Parsing Lexical Database Files


  1. The Shoebox File Format
  2. Parsing the Input into Records
  3. Parsing Records into Fields
  4. Extracting the Desired Fields
    1. The Simple Case
    2. Repeated Tags
  5. Multiple-Valued Fields
  6. Variations on the Shoebox Format
  7. Band Format

The Shoebox File Format

The most widely used format for lexical databases is the Shoebox format. It is the format used by the Shoebox program, a program for working with lexical databases created by the Summer Institute of Linguistics for the use of its fieldworkers. However, the SIL has made Shoebox generally available, so many other people have used it. Furthermore, because this is a convenient format, many databases use essentially the same format even though they are not managed with the Shoebox software.

A Shoebox file consists of a set of records, each of which in practice is a block of text separated from other records by blank lines. Strictly speaking, blank lines are not necessary. A new record begins with a specified tag. Since people often edit Shoebox files directly and files without blank lines between records are very difficult (for humans) to read, in practice Shoebox files virtually always have blank lines between records.

A record consists of fields. Each field consists of two meaningful parts: a tag, which identifies the field, and a value, which is the content of the field. The tag and the value are separated by one or more space characters. Each field begins with a backslash. It is therefore possible for a field to consist of multiple lines.

Here is a fragment of a database in Shoebox format, extracted from Steve Swartz's Warlpiri lexicon:

\w jakanypa
\p nm
\d small tree or {*shrub=sp.} (Petalostylis cassiodes)
\s wariyi Flora

\w jakarlapayi-payi
\p nm
\d *gall=sp. {*insect=sp.} {within nutlike coccoon which grows on the coolibah tree}

\w jakarlarra
\p nm
\d prickly=*bush=sp.
\s nyili Flora

\w jakarn-karrimi
\p vc1i
\d to be *crack%ed, as of the ground

Each record begins with the Warlpiri headword marked by the tag w ("word"). This is followed by the part of speech, with tag p, and a definition, tagged d. Two of the records also contain a synomym field, tagged s.

Shoebox format does not require tags to consist of a single character, and it does not require fields to be ordered in a consistent way. The choice of tags, furthermore, is up to the user. Depending on the language and the nature of the information about it, different tags will be required. Some databases make use of only a few different tags; others make use of over a hundred.

For the time being, we will discuss files in Shoebox format as narrowly defined. See below for discussion of variations on Shoebox format. However, there is one aspect of the original Shoebox format that is, from our point of view, a very bad choice. This is the use of backslash as the character that marks the beginning of a field. Backslash has a special meaning as a quote character in numerous Unix tools. This means that when we want to use a literal backslash, it is necessary to escape it. Since backslash has a special meaning to multiple Unix tools, we find ourselves having to worry about backslash repeatedly. Moreover, several levels of escape may be necessary, when, for example, a shell script contains an AWK script. Overall, it is a major pain in the neck to deal with backslash. Almost any other character would be less trouble.
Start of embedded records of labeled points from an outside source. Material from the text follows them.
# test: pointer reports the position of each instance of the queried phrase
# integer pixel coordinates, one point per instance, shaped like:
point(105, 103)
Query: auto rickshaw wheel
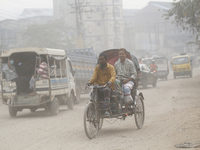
point(12, 111)
point(144, 83)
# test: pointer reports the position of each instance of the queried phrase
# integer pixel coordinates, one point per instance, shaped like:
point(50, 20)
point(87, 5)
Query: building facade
point(99, 23)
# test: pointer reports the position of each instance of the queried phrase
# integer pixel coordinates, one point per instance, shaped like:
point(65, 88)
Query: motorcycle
point(94, 110)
Therefore, from now on we will use a percent-sign (%) in place of backslash as the character that begins fields. This is what I use in my own databases. When processing someone else's database, I simply convert their backslashs to percent-signs at the outset. (You can use tr to do this: tr '\\' '%') If the database uses percent-sign in its values, you can either convert these percent-signs to something else first or use another string at the beginning of fields.

back to top


Parsing the Input into Records

In Shoebox files records consist of blocks of text separated by blank lines. We can get AWK to split its input into records in this way by setting the record separator RS to the empty string.

RS = "";

Normally we would do this in the BEGIN action, though it can also be done on the command line. This is a special feature that you will need to remember. There is no logical reason that setting the record separator to the empty string should result in this kind of parse. Furthermore, when you do this, AWK silently absorbs any extra blank lines. If, for example, two "real" records are separated by four blank lines, AWK will absorb the extra blank lines rather than deciding that there are empty records between them.
back to top

Parsing Records into Fields

How AWK parses records into fields is determined by the value of the field separator variable FS. Since percent-sign separates fields, we want to make percent-sign the field separator.

FS="%";

This will work for records like those shown above, in which each field consists of a single line. However, it will fail if fields extend over multiple lines. This is because, when the record separator is set to the null string, AWK not only makes newline the default field sepator, it insists on making it a field separator no matter what else is defined as the field separator.

To overcome this problem we set the field separator to a regular expression:

 FS = "\n?%";

This regular expression makes the field separator a percent-sign preceded by an optional newline character. This has the effect of overriding AWK's insistence on making the newline character a field separator. Note that the use of regular expressions such as this as field separators is a GNU awk extension. It does not work in older versions of AWK, and is not provided for in the POSIX standard.
back to top

Extracting the Desired Fields


The Simple Case

Once we have the record and field separators set correctly, AWK will automatically parse the input. However, we still need to select the particular fields with which we wish to work. Since fields are identified by their tags, this means that we need to be able to separate the tag from the value and to select fields by their tags. Here is a useful way of doing this:

1 for(i = 2; i <= NF; i++){
2   split($i, f, " "); 
3   rec[f[1]]=substr($i,index($i," ")+1);
4 }

Line 1 iterates over the fields in the record. We start with the index at 2 rather than one because the first field will be blank. This is because, strictly speaking, in Shoebox format there are no field separators; rather there are field initiators. That is, the backslash occurs at the beginning of every field, including the first field in the record. Since AWK is looking for field separators, it will interpret the backslash at the beginning of the first field of the record as the end of a field, and will therefore create an empty initial field, assigned to $1. Starting the loop index at 2 skips this empty field.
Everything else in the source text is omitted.